At the moment, when using the mRNA vaccine, six doses should be drawn from a vial, explained the head of the medical-scientific department of Pfizer Austria, Sylvia Nanz. “ The EMA originally approved five doses from one vial. In the meantime, six doses have also been approved. This applies to the use of syringes or needles with a small dead space (as little residue as possible after use in the syringe and vial; note). The n you can definitely open six cans. ” With a particular skill, seven cans could sometimes run out. However, this contradicts the approval and is not recommended. “We definitely want those vaccinated to get the dose they need.”
Second vaccination after 21 days
In principle, the second vaccination should be administered 21 days after the first immunization. Here, too, the recommendations according to the approval should be adhered to, “explained the expert.” Of course, you can also give the second vaccination a little later. It is also possible that someone cannot be vaccinated again exactly after three weeks for other reasons. But in principle you should stick to the 21-day gap. ”

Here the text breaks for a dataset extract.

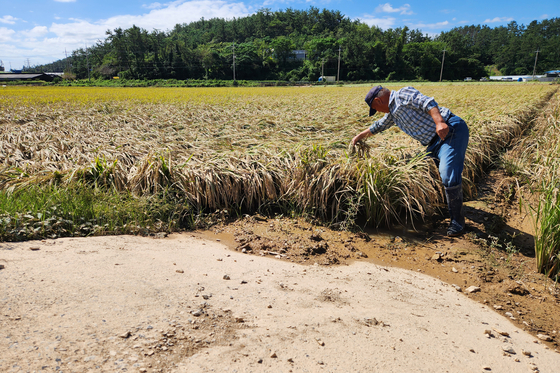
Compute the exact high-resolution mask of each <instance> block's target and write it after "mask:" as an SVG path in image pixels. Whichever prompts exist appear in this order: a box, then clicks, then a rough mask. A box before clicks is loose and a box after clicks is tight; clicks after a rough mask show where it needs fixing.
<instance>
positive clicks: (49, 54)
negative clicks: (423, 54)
mask: <svg viewBox="0 0 560 373" xmlns="http://www.w3.org/2000/svg"><path fill="white" fill-rule="evenodd" d="M386 1H387V0H384V1H383V0H382V1H379V2H377V1H363V0H359V1H358V0H176V1H171V2H161V3H160V2H149V1H144V0H126V1H121V0H96V1H92V0H19V1H17V0H0V61H2V62H3V64H4V67H5V69H6V71H8V70H10V68H12V69H21V68H22V67H23V66H28V65H29V66H34V65H41V64H46V63H49V62H54V61H56V60H59V59H62V58H64V57H65V56H66V54H68V55H70V54H71V52H72V51H73V50H76V49H78V48H84V47H87V46H91V45H92V44H95V43H96V42H97V41H98V40H104V39H105V31H107V30H114V29H115V28H118V27H121V28H123V29H126V28H129V27H131V26H132V25H136V26H138V27H141V28H144V29H146V30H148V31H152V30H154V29H157V30H160V31H168V30H171V29H173V27H174V26H175V25H176V24H177V23H190V22H193V21H198V20H200V18H202V17H204V18H205V19H210V18H215V17H218V18H225V19H232V18H234V17H235V18H239V17H245V16H248V15H251V14H253V13H256V12H257V11H258V10H259V9H262V8H268V9H270V10H272V11H276V10H285V9H287V8H291V9H300V10H307V9H309V7H311V6H313V7H316V8H319V9H321V10H322V9H328V10H339V11H340V12H341V13H342V14H344V15H345V16H346V17H348V18H350V19H351V20H360V21H362V22H364V23H367V24H368V25H370V26H372V25H375V26H378V27H380V28H381V29H383V30H387V29H389V28H397V27H404V26H408V27H409V28H410V29H415V30H416V29H418V30H420V31H422V33H424V34H428V35H430V36H434V35H437V34H439V33H440V32H442V31H448V30H450V29H452V28H454V27H459V26H466V25H487V26H489V27H492V28H493V27H497V26H505V25H507V24H508V23H509V22H511V21H516V22H517V23H518V24H523V25H528V24H529V23H530V22H532V21H534V20H537V21H541V20H543V19H550V18H556V17H559V16H560V7H559V6H558V0H540V1H538V2H535V3H531V2H526V1H523V2H522V1H519V0H509V1H504V0H494V1H492V0H466V1H442V0H422V1H419V0H418V1H417V0H402V1H401V0H389V2H386Z"/></svg>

In the meantime, around 46,000 test persons (original evaluation for approval: 43,000 test persons) have already been included in the phase III clinical study (efficacy, tolerance) with the Pfizer BioNTech vaccine. “This includes around 2,200 people between the ages of twelve and 15,” said Sylvia Nanz. In this way, the approval is to be extended to this age group if it is effective (previously from 16 years). “As a result, there will also be a study with children under the age of twelve. But it is not yet running.” Around 7,500 people have made use of the option to switch from the original placebo group (half of the 43,000 test subjects) to the verum group with real vaccination. All study participants will be followed for two years under the current plans.

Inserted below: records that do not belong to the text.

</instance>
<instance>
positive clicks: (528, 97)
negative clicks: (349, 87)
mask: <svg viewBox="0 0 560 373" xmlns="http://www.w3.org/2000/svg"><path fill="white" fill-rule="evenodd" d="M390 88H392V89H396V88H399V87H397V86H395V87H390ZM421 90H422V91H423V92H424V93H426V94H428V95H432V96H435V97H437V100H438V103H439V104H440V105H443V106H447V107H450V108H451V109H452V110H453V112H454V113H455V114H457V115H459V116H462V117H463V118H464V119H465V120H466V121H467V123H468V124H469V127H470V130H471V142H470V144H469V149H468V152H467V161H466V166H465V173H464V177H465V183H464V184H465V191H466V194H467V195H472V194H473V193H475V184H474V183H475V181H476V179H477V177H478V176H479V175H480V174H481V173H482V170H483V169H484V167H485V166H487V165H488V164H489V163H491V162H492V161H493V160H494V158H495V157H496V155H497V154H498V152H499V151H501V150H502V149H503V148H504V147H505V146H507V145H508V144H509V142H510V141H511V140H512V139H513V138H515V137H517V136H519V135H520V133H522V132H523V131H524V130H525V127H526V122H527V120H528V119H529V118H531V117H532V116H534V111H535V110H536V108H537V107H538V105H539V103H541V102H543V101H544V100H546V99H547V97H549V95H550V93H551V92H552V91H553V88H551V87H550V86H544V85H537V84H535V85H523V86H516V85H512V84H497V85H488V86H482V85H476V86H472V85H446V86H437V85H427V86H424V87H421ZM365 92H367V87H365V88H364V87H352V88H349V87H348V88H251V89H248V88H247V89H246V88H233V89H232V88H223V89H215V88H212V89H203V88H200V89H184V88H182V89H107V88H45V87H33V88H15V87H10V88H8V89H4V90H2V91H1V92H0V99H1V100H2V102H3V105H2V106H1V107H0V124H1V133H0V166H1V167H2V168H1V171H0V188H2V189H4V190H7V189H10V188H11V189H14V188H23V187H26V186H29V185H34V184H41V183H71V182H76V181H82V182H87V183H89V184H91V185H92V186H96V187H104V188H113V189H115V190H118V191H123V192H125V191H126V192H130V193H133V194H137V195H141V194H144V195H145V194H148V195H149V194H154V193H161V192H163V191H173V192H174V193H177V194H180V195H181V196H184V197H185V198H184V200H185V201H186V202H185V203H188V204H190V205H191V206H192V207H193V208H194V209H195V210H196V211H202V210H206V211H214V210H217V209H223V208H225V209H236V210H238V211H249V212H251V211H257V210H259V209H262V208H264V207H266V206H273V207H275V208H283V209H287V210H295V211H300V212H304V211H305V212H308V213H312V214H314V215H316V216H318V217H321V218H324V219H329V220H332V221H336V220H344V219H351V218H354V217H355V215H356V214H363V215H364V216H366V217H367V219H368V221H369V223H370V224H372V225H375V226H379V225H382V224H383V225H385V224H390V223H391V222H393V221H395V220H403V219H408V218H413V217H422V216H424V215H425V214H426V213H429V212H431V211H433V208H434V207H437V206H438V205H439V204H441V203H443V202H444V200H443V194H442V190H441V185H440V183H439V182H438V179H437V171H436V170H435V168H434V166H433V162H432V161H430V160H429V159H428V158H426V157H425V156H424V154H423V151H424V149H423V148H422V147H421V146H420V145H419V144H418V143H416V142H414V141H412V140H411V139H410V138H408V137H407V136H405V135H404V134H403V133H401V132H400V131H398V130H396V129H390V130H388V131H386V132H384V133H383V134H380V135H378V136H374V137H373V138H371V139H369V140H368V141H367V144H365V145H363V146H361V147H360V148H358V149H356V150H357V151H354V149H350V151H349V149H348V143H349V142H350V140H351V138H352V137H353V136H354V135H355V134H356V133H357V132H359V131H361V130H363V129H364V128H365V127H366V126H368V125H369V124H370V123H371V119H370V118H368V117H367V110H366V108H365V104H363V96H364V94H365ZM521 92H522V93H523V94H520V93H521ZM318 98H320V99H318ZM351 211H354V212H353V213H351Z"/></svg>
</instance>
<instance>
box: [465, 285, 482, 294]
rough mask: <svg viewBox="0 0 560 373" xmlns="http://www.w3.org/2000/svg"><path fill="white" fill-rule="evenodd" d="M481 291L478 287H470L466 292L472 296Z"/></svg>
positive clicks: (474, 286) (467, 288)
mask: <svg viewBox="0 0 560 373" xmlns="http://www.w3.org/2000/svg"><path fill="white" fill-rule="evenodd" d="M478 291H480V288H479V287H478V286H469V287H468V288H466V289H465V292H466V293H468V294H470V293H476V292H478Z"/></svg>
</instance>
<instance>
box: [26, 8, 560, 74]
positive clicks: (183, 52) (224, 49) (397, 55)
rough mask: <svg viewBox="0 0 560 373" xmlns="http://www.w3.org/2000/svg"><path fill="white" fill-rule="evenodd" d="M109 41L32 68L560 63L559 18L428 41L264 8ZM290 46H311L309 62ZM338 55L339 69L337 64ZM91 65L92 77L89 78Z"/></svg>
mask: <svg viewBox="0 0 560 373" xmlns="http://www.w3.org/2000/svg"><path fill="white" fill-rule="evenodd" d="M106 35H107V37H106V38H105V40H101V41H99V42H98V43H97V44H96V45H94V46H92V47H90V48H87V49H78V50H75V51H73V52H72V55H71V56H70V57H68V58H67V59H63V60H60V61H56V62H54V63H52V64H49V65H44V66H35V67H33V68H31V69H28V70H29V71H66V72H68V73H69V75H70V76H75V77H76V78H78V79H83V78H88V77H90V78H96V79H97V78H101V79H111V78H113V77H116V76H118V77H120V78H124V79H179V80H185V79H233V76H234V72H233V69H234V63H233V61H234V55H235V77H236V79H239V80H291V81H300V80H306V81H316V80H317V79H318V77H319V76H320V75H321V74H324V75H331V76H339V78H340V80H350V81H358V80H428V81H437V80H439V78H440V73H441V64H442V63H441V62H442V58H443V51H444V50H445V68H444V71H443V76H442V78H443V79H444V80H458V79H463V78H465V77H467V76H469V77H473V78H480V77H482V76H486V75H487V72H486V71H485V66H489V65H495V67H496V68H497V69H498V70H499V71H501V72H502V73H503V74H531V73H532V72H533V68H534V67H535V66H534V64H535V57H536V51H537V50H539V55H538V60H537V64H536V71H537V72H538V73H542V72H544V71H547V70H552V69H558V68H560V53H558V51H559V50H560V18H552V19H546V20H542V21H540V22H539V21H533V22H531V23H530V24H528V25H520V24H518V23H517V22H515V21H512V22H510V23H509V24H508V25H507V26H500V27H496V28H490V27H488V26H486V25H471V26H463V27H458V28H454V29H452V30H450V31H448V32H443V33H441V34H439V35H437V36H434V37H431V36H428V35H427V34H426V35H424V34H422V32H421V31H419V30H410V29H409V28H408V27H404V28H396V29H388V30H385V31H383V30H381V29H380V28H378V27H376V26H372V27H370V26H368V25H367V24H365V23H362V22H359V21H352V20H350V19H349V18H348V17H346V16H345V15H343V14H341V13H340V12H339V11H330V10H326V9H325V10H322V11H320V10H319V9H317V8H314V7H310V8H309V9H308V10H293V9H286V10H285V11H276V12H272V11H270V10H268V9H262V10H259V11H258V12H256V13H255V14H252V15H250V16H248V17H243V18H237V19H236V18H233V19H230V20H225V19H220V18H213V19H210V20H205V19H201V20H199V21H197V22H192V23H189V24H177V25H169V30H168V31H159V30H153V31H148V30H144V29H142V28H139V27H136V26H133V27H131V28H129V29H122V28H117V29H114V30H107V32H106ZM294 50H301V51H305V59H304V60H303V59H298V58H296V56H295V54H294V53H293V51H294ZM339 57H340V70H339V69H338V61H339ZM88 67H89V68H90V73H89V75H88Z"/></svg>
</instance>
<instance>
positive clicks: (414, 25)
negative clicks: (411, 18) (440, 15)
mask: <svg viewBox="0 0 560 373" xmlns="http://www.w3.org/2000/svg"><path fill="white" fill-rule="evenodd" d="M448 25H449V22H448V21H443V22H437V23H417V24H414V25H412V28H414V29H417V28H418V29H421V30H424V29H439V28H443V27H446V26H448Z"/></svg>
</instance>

Real-world data will soon also be available
In the foreseeable future, so-called real-world data from the practical use of the vaccine outside of studies will also be available. Sylvia Nanz: “We are also investigating the effectiveness of around 20,000 health workers in the USA who have already received the vaccination.”

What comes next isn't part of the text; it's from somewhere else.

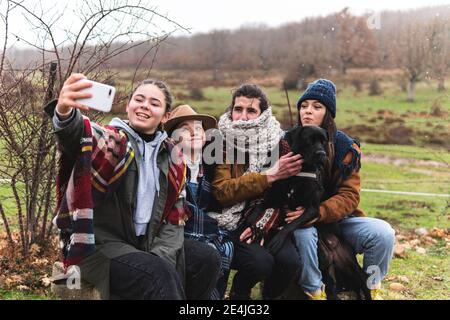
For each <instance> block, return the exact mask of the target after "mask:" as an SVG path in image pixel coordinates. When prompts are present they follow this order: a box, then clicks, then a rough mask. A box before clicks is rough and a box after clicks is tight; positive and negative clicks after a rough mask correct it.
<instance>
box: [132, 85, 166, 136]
mask: <svg viewBox="0 0 450 320" xmlns="http://www.w3.org/2000/svg"><path fill="white" fill-rule="evenodd" d="M126 111H127V113H128V120H129V121H130V126H131V127H132V128H133V129H135V130H136V131H138V132H141V133H145V134H153V133H155V131H156V129H157V128H158V126H159V124H160V123H164V122H166V121H167V119H168V117H169V113H168V112H166V98H165V96H164V93H163V92H162V91H161V89H159V88H158V87H157V86H155V85H153V84H143V85H141V86H139V87H138V88H137V89H136V91H135V92H134V93H133V96H132V97H131V99H130V101H129V102H128V104H127V108H126Z"/></svg>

At the moment, the situation with the protective effect also looks “relatively good” with regard to observed mutations of SARS-CoV-2, emphasized the expert. A study by BioNTech under the designation B.1.1.7 (initially discovered in Great Britain) was able to show that the effectiveness was retained. A second study showed slightly different results. It is not clear whether the studies are really comparable. In any case, it looks like that stronger mutations of the pathogen might reduce the effectiveness of 95 percent, but it will not come to that. Coronaviruses are genetically fairly stable compared to other pathogens, especially influenza viruses, for example.
No herd immunity to be expected
Furthermore, one cannot expect “herd protection” from the SARS-CoV vaccines. For the time being, it was only about preventing Covid 19 disease in as many people as possible. The re are far too many children and young people up to the age of 16 for “herd protection” for whom the vaccines are not yet intended or approved. The Covid-19 pathogen can continue to circulate in this group, the Viennese specialist Herwig Kollaritsch recently explained.